Proszę o pomoc, bo choć mam wielka motywację do walki o siebie to przy ciągłych porażkach ostatnio motywacja kuleje.
Wszystkie błędy jakie popełniam nie są wynikiem mojej złej woli lecz braku wiedzy w niektórych tematach, a także wielu sprzeczności, na jakie można się natknąć w internecie.
Zdjęcia dodam jak tylko będę mogła!
Proszę, nie skreślajcie mnie ze względu na brak fot, bo obecnie wpadłam w chyba największy dołek od kilku lat. Mam ochotę albo w ogóle przestać jeść albo się, za przeproszeniem, nażreć skoro i tak będę gruba... ale zamiast robić głupoty postanowiłam poprosić o pomoc.

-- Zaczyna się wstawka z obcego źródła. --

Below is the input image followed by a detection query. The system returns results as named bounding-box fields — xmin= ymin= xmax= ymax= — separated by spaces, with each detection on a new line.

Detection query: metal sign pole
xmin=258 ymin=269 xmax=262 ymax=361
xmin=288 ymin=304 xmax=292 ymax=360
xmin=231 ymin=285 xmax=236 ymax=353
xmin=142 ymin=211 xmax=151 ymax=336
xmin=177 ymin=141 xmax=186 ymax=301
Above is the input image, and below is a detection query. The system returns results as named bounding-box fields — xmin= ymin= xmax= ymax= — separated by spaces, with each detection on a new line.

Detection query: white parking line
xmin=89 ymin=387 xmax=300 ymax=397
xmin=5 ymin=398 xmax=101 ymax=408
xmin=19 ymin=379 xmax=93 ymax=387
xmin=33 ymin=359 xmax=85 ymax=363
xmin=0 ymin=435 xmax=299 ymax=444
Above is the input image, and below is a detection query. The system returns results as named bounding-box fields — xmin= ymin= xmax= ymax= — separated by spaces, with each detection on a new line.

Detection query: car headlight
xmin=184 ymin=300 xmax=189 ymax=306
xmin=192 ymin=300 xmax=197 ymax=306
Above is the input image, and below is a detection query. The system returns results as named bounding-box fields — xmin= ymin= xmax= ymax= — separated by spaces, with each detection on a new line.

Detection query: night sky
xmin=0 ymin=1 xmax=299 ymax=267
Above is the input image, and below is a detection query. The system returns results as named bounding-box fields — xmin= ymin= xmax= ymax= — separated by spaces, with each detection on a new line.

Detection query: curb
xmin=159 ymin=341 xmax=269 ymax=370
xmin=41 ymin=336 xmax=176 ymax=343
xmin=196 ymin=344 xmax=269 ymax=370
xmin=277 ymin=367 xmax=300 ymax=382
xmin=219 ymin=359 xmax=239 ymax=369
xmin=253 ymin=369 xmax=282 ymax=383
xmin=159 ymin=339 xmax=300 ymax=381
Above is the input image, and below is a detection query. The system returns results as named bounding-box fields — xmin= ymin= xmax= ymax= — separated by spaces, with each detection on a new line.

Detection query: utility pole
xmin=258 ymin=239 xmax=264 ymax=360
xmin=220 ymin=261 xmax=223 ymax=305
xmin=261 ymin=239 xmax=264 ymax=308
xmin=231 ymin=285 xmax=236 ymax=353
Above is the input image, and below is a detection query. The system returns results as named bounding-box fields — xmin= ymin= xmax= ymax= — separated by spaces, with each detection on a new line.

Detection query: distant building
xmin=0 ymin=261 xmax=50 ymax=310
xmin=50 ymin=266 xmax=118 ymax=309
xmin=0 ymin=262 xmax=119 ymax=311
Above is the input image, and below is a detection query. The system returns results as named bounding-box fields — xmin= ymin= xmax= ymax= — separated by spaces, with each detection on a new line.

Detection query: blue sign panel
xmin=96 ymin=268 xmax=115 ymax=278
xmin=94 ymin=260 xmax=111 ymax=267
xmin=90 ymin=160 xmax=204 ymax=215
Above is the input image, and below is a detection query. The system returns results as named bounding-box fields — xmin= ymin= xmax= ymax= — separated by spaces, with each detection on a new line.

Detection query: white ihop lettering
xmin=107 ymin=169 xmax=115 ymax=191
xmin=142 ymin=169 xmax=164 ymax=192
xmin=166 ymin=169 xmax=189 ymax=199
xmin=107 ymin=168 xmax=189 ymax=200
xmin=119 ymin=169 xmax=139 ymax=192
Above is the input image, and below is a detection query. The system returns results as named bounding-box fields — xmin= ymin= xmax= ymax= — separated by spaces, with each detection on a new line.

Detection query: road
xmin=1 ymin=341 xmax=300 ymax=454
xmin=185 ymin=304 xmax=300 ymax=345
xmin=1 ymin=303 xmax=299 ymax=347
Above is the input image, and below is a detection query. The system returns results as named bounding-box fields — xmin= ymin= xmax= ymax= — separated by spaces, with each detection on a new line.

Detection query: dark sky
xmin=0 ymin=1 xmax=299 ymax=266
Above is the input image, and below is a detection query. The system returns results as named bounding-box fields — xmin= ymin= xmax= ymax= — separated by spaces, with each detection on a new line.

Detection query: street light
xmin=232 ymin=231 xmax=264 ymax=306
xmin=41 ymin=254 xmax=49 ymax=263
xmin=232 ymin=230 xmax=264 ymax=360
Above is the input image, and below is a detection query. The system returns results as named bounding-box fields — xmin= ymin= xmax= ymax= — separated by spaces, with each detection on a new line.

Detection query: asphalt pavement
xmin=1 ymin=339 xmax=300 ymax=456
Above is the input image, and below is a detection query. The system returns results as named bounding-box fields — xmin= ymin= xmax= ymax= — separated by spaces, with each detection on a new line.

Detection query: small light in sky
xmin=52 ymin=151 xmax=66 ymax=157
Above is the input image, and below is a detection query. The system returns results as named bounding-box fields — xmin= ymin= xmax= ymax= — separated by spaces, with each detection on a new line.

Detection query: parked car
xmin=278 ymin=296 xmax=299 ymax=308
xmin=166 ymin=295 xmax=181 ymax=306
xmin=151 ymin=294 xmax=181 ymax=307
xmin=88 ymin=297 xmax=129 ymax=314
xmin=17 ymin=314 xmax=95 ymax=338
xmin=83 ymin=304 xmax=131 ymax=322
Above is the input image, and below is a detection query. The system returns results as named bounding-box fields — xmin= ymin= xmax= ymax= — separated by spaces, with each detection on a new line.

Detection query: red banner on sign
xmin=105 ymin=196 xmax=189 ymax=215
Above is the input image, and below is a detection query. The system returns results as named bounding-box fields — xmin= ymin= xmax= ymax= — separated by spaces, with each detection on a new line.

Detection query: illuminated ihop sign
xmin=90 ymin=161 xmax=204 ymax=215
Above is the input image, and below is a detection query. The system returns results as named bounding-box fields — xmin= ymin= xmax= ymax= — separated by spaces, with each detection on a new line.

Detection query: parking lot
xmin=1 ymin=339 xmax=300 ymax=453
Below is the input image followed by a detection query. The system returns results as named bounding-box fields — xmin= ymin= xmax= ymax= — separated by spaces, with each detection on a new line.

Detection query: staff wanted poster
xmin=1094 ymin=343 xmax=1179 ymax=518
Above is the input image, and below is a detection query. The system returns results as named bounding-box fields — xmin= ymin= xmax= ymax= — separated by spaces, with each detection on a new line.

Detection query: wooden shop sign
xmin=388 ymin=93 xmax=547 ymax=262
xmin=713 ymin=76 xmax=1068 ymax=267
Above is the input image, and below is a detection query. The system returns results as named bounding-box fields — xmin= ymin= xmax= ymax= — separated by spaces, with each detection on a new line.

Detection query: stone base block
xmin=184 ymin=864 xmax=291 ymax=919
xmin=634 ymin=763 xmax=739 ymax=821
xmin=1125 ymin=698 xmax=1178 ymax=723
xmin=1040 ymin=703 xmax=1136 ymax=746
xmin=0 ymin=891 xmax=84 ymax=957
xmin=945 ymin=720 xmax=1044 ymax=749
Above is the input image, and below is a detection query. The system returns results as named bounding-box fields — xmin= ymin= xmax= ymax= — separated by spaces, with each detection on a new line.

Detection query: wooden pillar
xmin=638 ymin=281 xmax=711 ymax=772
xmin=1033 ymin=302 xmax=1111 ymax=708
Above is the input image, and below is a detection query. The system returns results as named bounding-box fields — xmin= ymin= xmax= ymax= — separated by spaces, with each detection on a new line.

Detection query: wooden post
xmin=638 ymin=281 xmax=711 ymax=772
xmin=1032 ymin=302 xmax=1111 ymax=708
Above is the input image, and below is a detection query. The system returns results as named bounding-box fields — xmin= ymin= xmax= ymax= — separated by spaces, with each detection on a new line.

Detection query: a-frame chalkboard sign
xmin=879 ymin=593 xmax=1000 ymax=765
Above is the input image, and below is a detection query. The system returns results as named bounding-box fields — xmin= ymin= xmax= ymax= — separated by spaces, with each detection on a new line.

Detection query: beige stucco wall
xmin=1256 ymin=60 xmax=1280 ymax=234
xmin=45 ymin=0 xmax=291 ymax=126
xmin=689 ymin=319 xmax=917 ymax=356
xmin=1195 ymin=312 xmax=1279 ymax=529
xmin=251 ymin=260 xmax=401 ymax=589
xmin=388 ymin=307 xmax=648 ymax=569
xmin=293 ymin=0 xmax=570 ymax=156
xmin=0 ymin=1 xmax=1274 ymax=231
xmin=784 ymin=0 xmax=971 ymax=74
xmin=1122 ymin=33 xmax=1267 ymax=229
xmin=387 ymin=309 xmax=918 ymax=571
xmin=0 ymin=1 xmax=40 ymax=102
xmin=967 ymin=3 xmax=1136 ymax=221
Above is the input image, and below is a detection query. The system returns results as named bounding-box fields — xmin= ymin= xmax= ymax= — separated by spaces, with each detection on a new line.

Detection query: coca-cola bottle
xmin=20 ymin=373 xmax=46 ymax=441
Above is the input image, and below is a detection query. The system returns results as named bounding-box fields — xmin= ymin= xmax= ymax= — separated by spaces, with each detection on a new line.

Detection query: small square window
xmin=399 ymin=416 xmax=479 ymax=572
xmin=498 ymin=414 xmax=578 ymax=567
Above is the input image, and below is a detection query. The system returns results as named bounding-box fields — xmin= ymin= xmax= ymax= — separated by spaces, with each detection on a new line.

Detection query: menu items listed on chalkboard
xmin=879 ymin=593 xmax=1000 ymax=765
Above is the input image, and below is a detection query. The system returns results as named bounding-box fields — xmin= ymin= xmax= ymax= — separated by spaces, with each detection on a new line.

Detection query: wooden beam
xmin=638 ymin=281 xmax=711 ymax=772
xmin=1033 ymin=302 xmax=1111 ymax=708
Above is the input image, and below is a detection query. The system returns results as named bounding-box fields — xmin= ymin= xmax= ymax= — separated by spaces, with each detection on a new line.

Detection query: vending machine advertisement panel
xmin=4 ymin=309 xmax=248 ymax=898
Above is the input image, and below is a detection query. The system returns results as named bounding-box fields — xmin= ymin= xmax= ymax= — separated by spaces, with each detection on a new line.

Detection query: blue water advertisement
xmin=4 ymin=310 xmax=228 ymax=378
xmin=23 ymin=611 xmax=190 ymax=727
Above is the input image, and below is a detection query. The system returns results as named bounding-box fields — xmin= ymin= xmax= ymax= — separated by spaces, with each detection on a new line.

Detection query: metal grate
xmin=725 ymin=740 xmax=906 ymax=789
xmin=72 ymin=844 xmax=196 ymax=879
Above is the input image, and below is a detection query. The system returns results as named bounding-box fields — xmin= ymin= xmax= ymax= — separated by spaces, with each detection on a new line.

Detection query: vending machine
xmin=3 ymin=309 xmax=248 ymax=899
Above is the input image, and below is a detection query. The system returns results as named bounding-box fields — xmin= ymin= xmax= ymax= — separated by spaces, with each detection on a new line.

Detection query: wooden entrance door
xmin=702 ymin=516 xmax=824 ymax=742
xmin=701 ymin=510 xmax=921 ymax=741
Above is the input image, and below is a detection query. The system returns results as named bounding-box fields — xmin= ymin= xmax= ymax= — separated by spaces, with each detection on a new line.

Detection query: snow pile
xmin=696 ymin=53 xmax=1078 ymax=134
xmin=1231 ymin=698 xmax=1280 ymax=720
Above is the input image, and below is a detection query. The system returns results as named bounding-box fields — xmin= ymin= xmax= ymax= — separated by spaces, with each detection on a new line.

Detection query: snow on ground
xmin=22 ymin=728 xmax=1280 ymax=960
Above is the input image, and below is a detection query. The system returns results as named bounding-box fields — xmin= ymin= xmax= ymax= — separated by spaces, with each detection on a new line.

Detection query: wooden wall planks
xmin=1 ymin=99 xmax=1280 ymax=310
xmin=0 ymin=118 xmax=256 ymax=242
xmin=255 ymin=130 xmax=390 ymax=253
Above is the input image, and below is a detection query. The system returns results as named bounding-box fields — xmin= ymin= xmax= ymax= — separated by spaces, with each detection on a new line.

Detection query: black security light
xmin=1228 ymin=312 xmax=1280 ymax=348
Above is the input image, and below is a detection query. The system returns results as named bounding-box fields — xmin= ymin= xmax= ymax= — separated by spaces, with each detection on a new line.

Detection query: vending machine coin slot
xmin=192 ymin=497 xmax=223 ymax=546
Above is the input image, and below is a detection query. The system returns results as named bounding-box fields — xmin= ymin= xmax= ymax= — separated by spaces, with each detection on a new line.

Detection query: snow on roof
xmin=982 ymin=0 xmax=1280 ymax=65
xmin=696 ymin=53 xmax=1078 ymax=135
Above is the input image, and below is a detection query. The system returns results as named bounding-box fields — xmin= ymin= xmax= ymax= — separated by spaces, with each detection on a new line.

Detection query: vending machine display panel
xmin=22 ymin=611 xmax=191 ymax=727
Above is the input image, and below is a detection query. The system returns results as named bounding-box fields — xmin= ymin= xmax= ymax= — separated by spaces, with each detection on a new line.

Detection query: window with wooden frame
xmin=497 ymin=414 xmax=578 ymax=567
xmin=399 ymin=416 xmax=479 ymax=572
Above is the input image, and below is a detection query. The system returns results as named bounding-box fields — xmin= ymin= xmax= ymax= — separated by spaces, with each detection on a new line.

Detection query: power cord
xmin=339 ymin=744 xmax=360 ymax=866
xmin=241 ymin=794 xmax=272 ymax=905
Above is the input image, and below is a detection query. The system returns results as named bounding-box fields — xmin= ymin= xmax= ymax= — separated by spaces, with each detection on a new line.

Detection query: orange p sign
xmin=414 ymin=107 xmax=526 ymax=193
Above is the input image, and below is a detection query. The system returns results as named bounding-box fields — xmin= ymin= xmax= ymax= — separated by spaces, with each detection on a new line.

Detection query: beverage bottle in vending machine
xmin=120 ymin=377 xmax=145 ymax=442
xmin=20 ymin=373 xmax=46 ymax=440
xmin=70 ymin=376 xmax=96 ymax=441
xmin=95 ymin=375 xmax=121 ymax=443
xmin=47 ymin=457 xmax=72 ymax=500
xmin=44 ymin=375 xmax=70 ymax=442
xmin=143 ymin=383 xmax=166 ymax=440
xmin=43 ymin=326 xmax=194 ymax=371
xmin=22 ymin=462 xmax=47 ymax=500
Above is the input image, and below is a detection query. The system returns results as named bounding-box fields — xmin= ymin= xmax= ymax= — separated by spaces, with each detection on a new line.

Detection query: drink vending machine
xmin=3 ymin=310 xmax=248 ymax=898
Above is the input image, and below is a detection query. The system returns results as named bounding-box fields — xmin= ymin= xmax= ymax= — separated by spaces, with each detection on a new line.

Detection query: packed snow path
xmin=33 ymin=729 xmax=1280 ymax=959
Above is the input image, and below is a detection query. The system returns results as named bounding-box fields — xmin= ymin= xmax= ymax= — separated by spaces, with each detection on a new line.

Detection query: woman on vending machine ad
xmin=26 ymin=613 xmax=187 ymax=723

Jutro zjem co zaplanowałam, pójdę na trening i cierpliwie poczekam na odpowiedź. Bo tyle ile czasu poświęcam na ćwiczenia, ilu wyrzeczeń się trzymam odnośnie diety, a efekty są jakie są :( demotywuje totalnie.
PS.
Czytałam m.in. dziennie Vjolet (czy jakoś tak) Hashimotki z PCOS, która tak jak ja jechała na 1200kcal. Ona Wam zaufała i osiągnęła do czego dążyła. Wspominam o tym gdyż nie chcę żeby wyszło, że chcę się wyżalić, lecz na prawdę napisałam tego posta z myślą o konkretnej pomocy, do której w miarę moich ograniczeń (szczególnie zdrowotnych) postaram się jak najbardziej zastosować.